I have real, [ideally] symmetric matrices for which I need to compute the eigenvectors and eigenvalues. The concern that I have with choosing a method for determining the eigenstuff is that my matrices are only symmetric to within (roughly) the roundoff error propagation of all the computations leading up to them. Physically, they should be symmetric. I have looked at the effect of perturbing matrix A on the [possibly] perturbed eigenvalues of A. I note that the eigenvectors are more sensitive than the eigenvalues, because they depend on the eigenvalues and the distance twixt the eigenvalues. If the matrix has well-conditioned eigenvalues, which they should be for a [nearly] symmetric matrix, and are not too close together, the problem of computing the eigenvectors is likely well-conditioned, too. Not that I'm an expert. I can barely spell eigenwhatever.

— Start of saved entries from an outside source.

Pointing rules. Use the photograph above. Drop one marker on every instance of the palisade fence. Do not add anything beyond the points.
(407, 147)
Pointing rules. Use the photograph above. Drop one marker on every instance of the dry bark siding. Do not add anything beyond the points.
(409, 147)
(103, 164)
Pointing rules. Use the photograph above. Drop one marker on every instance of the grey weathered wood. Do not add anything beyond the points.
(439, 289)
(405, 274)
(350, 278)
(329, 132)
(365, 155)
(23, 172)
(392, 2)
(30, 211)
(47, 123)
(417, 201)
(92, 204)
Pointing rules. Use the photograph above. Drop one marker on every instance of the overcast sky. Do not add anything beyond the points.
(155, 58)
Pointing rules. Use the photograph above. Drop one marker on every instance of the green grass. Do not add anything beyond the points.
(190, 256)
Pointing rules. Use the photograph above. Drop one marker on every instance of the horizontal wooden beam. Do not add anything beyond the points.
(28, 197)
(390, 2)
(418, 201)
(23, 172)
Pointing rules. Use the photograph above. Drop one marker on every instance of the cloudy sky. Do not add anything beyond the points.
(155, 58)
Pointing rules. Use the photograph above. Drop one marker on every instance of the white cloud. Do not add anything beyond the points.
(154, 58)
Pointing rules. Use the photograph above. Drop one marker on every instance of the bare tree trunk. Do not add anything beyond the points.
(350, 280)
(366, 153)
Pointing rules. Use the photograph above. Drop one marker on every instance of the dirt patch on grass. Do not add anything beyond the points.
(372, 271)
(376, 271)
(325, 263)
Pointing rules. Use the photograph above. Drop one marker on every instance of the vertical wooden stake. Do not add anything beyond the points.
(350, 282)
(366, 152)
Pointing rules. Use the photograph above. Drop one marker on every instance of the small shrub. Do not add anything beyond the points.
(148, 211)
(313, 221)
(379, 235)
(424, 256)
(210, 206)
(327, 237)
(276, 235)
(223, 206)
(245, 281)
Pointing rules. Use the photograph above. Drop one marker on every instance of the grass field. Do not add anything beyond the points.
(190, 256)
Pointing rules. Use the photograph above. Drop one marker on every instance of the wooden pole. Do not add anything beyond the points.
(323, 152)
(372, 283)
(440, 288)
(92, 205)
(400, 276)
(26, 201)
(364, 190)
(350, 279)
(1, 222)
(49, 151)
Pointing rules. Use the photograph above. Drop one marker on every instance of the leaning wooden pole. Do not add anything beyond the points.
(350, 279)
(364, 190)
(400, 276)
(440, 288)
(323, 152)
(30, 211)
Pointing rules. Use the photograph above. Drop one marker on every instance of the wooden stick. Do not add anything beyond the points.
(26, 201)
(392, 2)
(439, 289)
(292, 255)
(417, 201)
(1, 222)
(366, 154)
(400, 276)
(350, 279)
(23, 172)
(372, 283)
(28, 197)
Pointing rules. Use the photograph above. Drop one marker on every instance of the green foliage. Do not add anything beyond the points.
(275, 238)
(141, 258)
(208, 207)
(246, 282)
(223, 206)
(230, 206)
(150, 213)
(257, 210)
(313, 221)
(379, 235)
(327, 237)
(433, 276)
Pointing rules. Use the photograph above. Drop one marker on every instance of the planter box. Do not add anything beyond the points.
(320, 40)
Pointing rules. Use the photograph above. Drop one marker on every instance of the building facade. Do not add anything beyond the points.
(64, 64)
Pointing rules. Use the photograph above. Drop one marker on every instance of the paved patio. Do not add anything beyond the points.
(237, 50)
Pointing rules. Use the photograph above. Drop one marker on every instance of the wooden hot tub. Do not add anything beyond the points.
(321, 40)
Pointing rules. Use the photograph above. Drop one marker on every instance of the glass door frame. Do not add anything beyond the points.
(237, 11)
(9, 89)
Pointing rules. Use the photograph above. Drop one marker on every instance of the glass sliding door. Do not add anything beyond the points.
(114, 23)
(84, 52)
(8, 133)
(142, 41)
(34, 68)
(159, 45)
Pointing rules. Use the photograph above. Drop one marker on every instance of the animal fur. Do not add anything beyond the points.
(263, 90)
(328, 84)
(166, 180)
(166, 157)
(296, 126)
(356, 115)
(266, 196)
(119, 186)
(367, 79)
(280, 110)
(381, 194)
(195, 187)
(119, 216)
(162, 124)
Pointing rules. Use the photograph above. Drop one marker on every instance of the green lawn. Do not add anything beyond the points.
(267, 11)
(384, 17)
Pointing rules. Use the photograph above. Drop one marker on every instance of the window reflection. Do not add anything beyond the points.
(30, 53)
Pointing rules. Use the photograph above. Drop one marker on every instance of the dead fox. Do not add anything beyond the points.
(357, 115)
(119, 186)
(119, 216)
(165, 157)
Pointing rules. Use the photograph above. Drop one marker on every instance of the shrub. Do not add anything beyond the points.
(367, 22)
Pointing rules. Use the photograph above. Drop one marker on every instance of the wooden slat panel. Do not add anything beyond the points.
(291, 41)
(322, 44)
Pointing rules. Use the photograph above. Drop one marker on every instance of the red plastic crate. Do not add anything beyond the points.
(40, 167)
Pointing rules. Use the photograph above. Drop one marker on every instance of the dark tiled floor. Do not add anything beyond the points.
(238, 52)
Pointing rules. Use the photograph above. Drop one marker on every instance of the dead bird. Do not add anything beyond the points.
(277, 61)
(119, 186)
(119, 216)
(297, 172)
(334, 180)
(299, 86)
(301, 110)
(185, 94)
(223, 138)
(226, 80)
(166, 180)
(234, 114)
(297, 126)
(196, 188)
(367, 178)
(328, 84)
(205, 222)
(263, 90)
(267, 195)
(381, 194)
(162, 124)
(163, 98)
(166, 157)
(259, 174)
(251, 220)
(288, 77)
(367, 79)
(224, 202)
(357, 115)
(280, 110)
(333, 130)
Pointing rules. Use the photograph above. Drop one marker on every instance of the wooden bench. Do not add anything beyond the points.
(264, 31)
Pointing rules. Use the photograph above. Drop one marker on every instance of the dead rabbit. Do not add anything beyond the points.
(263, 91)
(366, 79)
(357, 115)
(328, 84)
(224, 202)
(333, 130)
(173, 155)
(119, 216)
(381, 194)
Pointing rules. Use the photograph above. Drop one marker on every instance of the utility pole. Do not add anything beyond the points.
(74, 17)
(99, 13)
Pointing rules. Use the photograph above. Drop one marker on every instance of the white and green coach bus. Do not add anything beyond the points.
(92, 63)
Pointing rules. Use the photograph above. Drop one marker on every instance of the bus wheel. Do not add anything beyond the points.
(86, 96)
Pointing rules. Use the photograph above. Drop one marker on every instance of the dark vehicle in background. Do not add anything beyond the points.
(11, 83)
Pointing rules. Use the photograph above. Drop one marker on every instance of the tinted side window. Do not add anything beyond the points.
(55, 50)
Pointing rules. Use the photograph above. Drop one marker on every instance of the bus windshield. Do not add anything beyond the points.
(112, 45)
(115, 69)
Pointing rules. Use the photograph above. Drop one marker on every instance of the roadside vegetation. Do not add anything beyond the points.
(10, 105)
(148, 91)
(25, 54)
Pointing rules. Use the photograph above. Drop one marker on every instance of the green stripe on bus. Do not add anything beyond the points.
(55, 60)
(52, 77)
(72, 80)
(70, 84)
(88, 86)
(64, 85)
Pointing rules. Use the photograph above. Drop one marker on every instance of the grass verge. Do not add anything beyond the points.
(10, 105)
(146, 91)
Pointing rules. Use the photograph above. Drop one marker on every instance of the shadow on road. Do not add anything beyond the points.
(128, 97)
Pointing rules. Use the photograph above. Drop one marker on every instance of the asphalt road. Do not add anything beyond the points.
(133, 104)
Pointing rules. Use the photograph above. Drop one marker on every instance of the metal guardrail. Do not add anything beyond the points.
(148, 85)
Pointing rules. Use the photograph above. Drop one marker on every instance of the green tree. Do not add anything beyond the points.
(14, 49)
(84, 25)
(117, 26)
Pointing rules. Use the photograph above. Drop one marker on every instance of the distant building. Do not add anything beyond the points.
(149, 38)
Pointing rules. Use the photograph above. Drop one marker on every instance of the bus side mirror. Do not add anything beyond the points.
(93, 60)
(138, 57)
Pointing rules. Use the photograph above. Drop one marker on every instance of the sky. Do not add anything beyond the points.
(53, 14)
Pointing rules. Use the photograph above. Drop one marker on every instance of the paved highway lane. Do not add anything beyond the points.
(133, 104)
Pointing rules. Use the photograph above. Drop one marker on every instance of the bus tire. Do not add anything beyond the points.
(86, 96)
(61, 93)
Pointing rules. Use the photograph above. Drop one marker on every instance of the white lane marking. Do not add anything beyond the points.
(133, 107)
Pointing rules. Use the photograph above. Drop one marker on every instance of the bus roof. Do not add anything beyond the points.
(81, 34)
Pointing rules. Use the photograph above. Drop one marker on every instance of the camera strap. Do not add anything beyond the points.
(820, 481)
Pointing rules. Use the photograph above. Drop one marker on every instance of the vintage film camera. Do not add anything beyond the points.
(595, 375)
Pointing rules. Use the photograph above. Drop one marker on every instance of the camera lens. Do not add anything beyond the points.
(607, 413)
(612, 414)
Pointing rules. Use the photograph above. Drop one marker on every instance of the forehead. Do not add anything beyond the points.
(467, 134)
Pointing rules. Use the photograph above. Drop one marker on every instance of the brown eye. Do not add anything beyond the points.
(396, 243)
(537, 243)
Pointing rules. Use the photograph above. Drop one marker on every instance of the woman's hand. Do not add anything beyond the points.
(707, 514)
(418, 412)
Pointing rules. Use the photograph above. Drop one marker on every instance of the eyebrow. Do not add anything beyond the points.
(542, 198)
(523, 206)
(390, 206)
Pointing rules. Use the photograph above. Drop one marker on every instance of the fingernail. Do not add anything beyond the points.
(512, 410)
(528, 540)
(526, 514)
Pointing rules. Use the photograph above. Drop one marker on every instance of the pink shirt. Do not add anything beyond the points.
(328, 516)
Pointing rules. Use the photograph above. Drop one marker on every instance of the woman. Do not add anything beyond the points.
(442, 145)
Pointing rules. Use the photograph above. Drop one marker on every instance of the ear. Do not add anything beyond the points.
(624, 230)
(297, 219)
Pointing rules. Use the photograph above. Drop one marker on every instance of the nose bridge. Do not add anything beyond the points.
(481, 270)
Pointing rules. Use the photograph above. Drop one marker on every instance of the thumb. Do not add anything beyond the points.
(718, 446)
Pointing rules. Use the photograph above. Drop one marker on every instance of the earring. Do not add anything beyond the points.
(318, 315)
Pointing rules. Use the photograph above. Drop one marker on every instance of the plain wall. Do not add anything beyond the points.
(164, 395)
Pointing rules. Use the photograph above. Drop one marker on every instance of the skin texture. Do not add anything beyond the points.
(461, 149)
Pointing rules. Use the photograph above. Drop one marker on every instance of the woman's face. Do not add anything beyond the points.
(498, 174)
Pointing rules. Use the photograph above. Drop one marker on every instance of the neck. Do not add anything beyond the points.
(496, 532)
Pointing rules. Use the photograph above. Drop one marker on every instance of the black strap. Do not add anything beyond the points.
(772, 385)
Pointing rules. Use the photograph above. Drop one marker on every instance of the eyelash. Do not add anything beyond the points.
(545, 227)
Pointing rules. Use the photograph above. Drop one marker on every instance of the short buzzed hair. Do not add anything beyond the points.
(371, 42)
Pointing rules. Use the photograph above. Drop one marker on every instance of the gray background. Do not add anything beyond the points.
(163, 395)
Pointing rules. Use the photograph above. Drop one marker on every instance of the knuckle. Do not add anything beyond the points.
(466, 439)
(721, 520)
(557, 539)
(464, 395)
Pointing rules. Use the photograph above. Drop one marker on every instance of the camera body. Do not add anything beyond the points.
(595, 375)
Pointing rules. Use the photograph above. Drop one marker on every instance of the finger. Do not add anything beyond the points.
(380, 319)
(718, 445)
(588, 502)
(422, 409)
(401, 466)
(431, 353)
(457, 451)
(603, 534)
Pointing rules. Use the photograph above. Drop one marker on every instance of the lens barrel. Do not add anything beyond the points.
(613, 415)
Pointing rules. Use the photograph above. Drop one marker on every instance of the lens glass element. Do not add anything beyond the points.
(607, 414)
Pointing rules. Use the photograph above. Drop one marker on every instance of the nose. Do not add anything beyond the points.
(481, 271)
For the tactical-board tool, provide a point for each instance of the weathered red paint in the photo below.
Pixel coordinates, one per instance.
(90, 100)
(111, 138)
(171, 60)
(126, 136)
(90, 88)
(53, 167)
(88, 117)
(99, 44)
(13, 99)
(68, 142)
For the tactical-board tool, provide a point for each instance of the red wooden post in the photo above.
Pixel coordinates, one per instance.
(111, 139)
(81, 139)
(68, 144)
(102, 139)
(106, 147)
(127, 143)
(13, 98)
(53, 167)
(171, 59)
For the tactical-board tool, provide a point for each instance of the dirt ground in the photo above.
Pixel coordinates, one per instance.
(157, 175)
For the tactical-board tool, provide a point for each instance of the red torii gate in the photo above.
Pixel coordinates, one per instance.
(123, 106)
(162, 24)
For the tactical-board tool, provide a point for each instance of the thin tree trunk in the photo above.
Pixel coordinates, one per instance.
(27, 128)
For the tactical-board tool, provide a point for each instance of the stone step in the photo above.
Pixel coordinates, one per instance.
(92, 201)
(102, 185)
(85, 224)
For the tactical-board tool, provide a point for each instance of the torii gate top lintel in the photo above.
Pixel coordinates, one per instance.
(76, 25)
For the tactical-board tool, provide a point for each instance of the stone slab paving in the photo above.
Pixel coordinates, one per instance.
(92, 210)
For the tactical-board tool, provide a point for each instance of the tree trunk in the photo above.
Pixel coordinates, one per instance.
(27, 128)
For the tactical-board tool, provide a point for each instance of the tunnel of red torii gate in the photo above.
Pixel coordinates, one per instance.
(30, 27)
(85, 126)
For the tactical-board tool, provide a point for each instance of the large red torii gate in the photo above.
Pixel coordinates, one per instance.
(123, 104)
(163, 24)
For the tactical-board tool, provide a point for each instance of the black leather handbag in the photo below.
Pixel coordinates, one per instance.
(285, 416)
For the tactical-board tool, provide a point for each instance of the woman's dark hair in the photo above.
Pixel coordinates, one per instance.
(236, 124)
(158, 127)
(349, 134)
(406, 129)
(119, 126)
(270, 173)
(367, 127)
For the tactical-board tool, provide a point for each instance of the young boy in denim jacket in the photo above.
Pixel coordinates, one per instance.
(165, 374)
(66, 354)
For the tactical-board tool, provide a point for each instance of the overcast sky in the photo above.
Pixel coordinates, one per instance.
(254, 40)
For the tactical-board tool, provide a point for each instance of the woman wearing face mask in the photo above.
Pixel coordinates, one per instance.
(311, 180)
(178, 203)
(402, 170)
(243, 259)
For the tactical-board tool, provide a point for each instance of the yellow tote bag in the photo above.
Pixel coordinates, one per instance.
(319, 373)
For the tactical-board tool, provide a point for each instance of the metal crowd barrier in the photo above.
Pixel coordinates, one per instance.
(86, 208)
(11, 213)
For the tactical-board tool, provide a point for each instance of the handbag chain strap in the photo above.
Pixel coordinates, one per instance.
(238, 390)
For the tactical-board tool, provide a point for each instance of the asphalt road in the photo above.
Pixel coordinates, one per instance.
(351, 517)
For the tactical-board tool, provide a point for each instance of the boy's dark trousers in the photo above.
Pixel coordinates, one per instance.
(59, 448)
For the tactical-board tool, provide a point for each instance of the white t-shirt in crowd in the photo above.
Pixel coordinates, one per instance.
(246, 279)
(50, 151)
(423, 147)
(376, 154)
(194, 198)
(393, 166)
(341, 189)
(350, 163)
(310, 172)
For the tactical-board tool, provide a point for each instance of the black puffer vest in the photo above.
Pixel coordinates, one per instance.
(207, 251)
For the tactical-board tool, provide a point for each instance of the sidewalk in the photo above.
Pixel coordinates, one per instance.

At some point, one determines that a matrix is no longer really symmetric, but how do I make that decision? A few thoughts...the real problem is not round off error itself, but the relative magnitude of the error and how the actual values in the matrix relate to eps. Assuming that the real [possibly positive definite] matrix values are large compared to eps, and that I can say for each value
|1-(rounded/actual)| << 1,
then I am prolly OK. I'd like something more definitive than that if possible, but everywhere I look, I come up empty.